The publishers will buy 439 million shares from Vivendi with a whopping $5.83 billion from its own coffers, while an investment group led by Kotick and co-chairman Brian Kelly will mop up the rest, worth $2.34 billion.
Vivendi will lose their position as a major stakeholder – though Kotick and Kelly have garnered investments from other publishers, including Chinese online game specialists Tencent.
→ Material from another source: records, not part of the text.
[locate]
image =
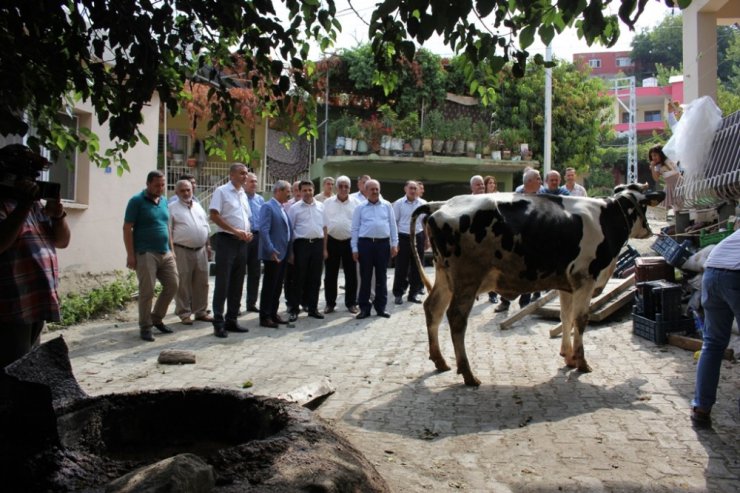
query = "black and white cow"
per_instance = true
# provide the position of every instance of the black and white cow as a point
(514, 244)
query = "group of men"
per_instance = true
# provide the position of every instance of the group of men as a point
(292, 239)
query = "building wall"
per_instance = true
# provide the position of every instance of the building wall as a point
(96, 216)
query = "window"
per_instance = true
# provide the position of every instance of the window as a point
(653, 116)
(64, 168)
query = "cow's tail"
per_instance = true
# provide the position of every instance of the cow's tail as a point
(424, 210)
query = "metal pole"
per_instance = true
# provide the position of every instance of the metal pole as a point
(548, 112)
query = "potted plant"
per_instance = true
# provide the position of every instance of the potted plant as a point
(433, 129)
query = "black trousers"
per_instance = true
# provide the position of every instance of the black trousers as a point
(272, 286)
(231, 265)
(407, 274)
(340, 252)
(308, 264)
(374, 256)
(253, 270)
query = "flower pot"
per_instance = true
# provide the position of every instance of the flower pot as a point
(449, 146)
(361, 147)
(459, 146)
(438, 146)
(426, 146)
(416, 145)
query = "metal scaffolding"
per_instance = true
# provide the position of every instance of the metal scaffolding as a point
(622, 85)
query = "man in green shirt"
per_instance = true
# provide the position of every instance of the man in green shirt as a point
(149, 252)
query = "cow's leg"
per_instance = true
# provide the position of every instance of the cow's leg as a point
(579, 314)
(566, 314)
(457, 314)
(434, 308)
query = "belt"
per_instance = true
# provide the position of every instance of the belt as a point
(188, 248)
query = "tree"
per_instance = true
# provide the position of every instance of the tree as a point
(117, 54)
(581, 114)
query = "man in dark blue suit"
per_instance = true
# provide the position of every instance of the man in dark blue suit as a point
(275, 243)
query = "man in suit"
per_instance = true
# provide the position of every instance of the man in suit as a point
(275, 243)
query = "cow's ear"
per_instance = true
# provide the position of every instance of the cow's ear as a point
(653, 198)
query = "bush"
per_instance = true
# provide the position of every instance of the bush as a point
(76, 308)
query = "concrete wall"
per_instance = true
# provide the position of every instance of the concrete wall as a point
(96, 217)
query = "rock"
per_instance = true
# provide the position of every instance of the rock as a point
(184, 472)
(176, 357)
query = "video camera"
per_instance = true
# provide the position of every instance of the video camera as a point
(18, 162)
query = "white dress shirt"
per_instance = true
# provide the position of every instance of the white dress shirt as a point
(307, 219)
(232, 205)
(189, 225)
(403, 209)
(338, 217)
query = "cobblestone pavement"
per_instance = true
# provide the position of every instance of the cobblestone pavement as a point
(533, 425)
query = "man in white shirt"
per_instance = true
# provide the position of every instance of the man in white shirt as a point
(406, 272)
(229, 210)
(338, 249)
(328, 191)
(189, 229)
(307, 219)
(574, 189)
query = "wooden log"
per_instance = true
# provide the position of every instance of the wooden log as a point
(695, 345)
(176, 357)
(544, 299)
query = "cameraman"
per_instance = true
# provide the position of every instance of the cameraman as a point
(29, 236)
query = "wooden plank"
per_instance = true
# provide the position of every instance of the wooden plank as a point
(695, 345)
(531, 308)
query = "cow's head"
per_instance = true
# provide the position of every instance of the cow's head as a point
(633, 200)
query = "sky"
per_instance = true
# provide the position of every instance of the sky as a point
(354, 30)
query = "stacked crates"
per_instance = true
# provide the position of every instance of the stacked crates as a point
(657, 311)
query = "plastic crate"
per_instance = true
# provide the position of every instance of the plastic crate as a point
(658, 330)
(653, 269)
(658, 298)
(673, 252)
(714, 238)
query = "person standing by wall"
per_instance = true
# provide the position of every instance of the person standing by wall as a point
(149, 251)
(338, 212)
(253, 261)
(307, 218)
(190, 237)
(406, 272)
(374, 242)
(30, 233)
(229, 210)
(275, 244)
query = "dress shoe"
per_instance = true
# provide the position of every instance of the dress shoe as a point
(502, 307)
(235, 327)
(163, 328)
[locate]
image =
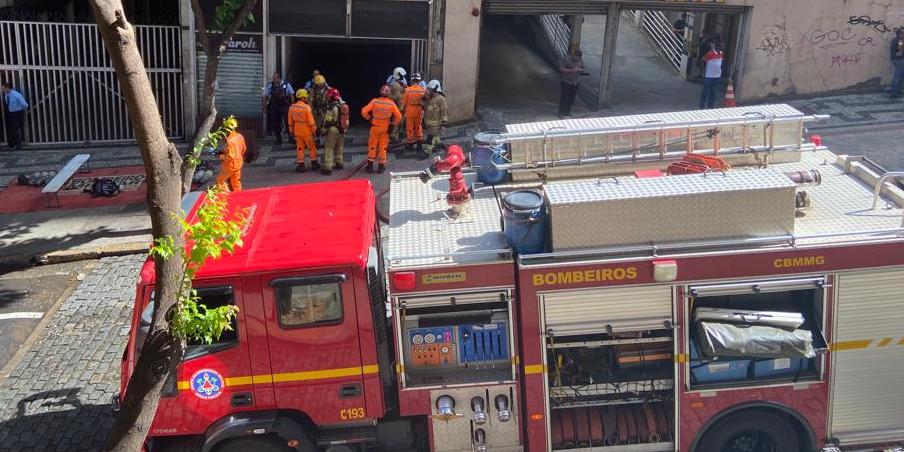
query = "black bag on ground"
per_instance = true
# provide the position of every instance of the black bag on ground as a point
(104, 187)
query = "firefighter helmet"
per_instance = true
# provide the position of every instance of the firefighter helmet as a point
(230, 123)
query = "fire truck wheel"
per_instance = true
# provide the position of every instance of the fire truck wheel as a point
(268, 443)
(750, 431)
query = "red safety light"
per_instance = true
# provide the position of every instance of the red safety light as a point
(404, 280)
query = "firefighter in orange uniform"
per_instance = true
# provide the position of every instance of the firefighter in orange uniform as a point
(233, 157)
(302, 125)
(383, 115)
(414, 113)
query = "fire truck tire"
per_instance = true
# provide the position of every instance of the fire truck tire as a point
(752, 430)
(264, 443)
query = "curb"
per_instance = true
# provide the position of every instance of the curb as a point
(18, 261)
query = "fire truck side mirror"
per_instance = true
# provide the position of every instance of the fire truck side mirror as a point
(502, 408)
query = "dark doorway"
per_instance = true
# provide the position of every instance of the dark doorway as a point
(357, 69)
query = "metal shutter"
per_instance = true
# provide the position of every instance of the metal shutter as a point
(868, 387)
(624, 308)
(238, 83)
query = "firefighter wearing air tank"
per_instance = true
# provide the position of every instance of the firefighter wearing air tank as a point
(335, 122)
(383, 114)
(435, 117)
(319, 100)
(233, 157)
(414, 113)
(302, 125)
(397, 86)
Tencent also own a 40% stake in Epic Games.
“These transactions together represent a tremendous opportunity for Activision Blizzard and all its shareholders, including Vivendi,” said a triumphant Kotick.
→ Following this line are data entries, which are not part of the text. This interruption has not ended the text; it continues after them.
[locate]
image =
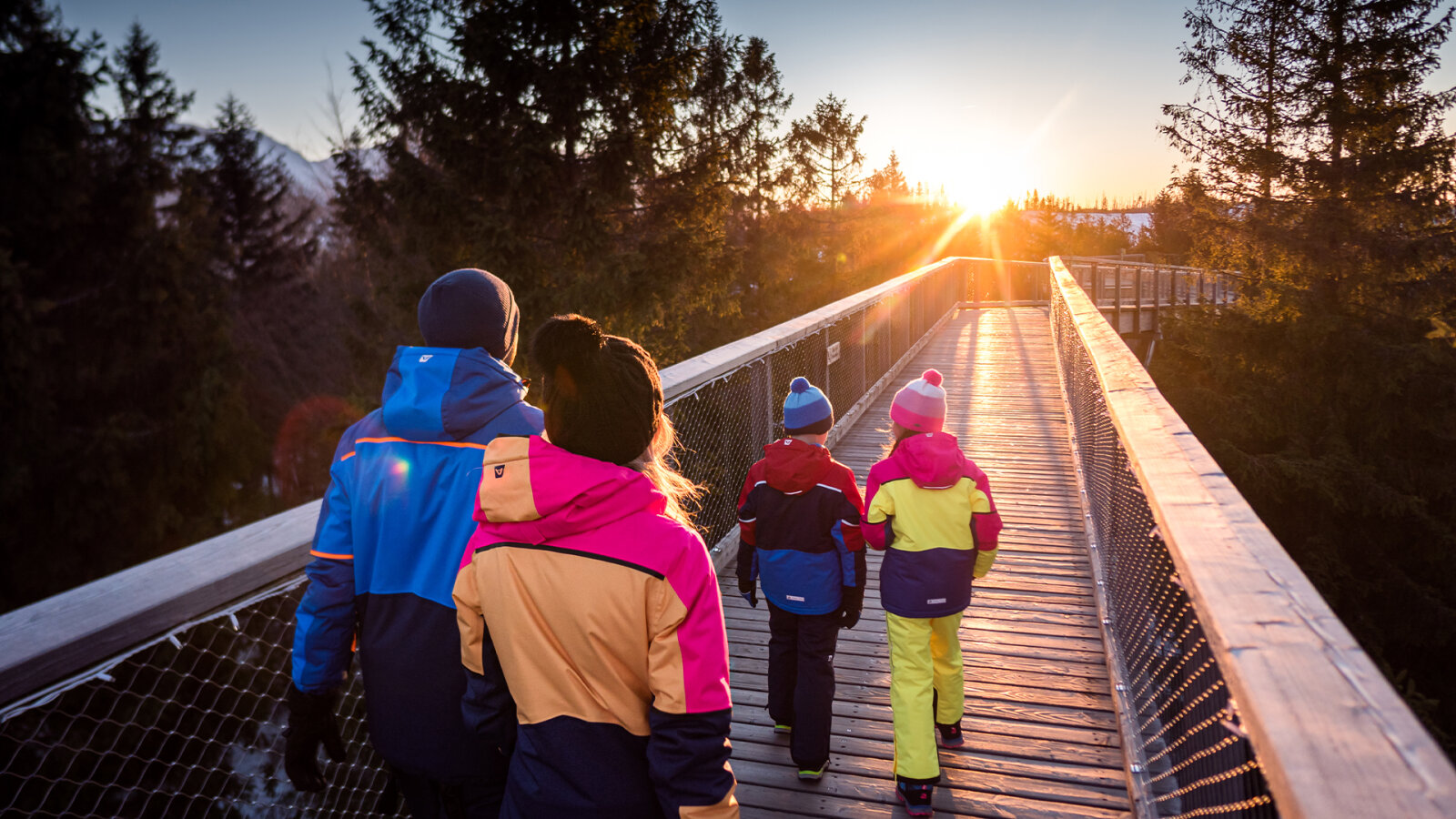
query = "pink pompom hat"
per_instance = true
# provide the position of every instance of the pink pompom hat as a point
(921, 404)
“We should emerge even stronger – an independent company with a best-in-class franchise portfolio and the focus and flexibility to drive long-term shareholder value and expand our leadership position as one of the world’s most important entertainment companies.”
Kotick went on to credit Blizzard, quite rightly, with much of the company’s recent success.
“Our successful combination with Blizzard Entertainment five years ago brought together some of the best creative and business talent in the industry and some of the most beloved entertainment franchises in the world, including Call of Duty and World of Warcraft,” he said.
“Since that time, we have generated over $5.4 billion in operating cash flow and returned more than $4 billion of that to shareholders via buybacks and dividends. We are grateful for Vivendi’s partnership through this period, and we look forward to their continued support.”
Despite turning their piggy bank upside down to make the deal happen, Activision retain an absurd $3 billion in cash reserves. Kotick and Kelly, by the way, are very rich men – between them, they’ve invested $100m of their own funds.
Don’t expect much to change at the publisher. This is very much yesterday’s Activision-Blizzard, newly free from the spectre of an ailing telecommunication company. But hypothetically, if you were to change Activision for the better – where would you start?